Nebivolol, but not metoprolol, lowers blood pressure in nitric oxide-sensitive human hypertension

Luis E. Okamoto, Alfredo Gamboa, Cyndya A. Shibao, Amy C. Arnold, Leena Choi, Bonnie K. Black, Satish R. Raj, David Robertson, Italo Biaggioni

Research output: Contribution to journalArticle

20 Citations (Scopus)

Abstract

Nebivolol, unlike other selective β1-receptor blockers, induces vasodilation attributable to increased NO bioavailability. The relative contribution of this mechanism to the blood pressure (BP)-lowering effects of nebivolol is unclear because it is normally masked by baroreflex buffering. Autonomic failure provides a unique model of hypertension devoid of autonomic modulation but sensitive to the hypotensive effects of NO potentiation.

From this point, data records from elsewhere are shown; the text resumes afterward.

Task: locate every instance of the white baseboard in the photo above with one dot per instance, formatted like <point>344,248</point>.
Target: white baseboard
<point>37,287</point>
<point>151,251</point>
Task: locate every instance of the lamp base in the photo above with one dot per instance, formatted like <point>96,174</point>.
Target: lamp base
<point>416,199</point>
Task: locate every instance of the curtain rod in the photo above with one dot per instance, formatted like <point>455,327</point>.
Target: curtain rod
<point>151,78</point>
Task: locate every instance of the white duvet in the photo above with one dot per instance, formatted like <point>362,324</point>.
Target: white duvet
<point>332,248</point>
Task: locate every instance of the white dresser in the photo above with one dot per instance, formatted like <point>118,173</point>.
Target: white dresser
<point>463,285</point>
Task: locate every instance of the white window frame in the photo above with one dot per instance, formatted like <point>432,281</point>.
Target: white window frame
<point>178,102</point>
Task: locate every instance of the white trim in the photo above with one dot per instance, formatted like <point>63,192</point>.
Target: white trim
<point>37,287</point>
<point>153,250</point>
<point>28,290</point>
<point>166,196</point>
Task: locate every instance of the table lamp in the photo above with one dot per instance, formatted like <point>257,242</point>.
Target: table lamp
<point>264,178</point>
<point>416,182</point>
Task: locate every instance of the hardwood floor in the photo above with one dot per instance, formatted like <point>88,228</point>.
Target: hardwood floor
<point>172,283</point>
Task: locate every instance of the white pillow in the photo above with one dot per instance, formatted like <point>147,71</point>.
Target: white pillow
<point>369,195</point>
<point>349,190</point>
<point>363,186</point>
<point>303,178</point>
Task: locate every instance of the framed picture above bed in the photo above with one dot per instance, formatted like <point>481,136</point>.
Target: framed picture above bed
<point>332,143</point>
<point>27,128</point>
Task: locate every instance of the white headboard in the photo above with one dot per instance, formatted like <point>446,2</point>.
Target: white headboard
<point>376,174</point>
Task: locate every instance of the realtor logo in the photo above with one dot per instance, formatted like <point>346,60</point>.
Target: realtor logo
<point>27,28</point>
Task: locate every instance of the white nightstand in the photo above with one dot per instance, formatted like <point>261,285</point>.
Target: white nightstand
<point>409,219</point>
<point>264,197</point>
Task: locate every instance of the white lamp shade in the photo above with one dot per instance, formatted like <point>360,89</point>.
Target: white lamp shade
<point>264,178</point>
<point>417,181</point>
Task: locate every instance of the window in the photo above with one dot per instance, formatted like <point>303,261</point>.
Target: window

We tested the hypothesis that nebivolol would decrease BP in these patients through a mechanism independent of β-blockade. We randomized 20 autonomic failure patients with supine hypertension (14 men; 69±2 years) to receive a single oral dose of placebo, nebivolol 5 mg, metoprolol 50 mg (negative control), and sildenafil 25 mg (positive control) on separate nights in a double-blind, crossover study. Supine BP was monitored every 2 hours from 8:00 pm to 8:00 am. Compared with placebo, sildenafl and nebivolol decreased systolic BP during the night (P<0.001 and P=0.036, by mixed-effects model, maximal systolic BP reduction 8-hour postdrug of -20±6 and -24±9 mm Hg, respectively), whereas metoprolol had no effect. In a subanalysis, we divided patients into sildenafil responders (BP fall >20 mm Hg at 4:00 am) and nonresponders. Nebivolol significantly lowered systolic BP in sildenafil responders (-44±13 mm Hg) but not in nonresponders (1±11 mm Hg). Despite lowering nighttime BP, nebivolol did not worsen morning orthostatic tolerance compared with placebo. In conclusion, nebivolol effectively lowered supine hypertension in autonomic failure, independent of β1-blockade. These results are consistent with the hypothesis that NO potentiation contributes significantly to the antihypertensive effect of nebivolol.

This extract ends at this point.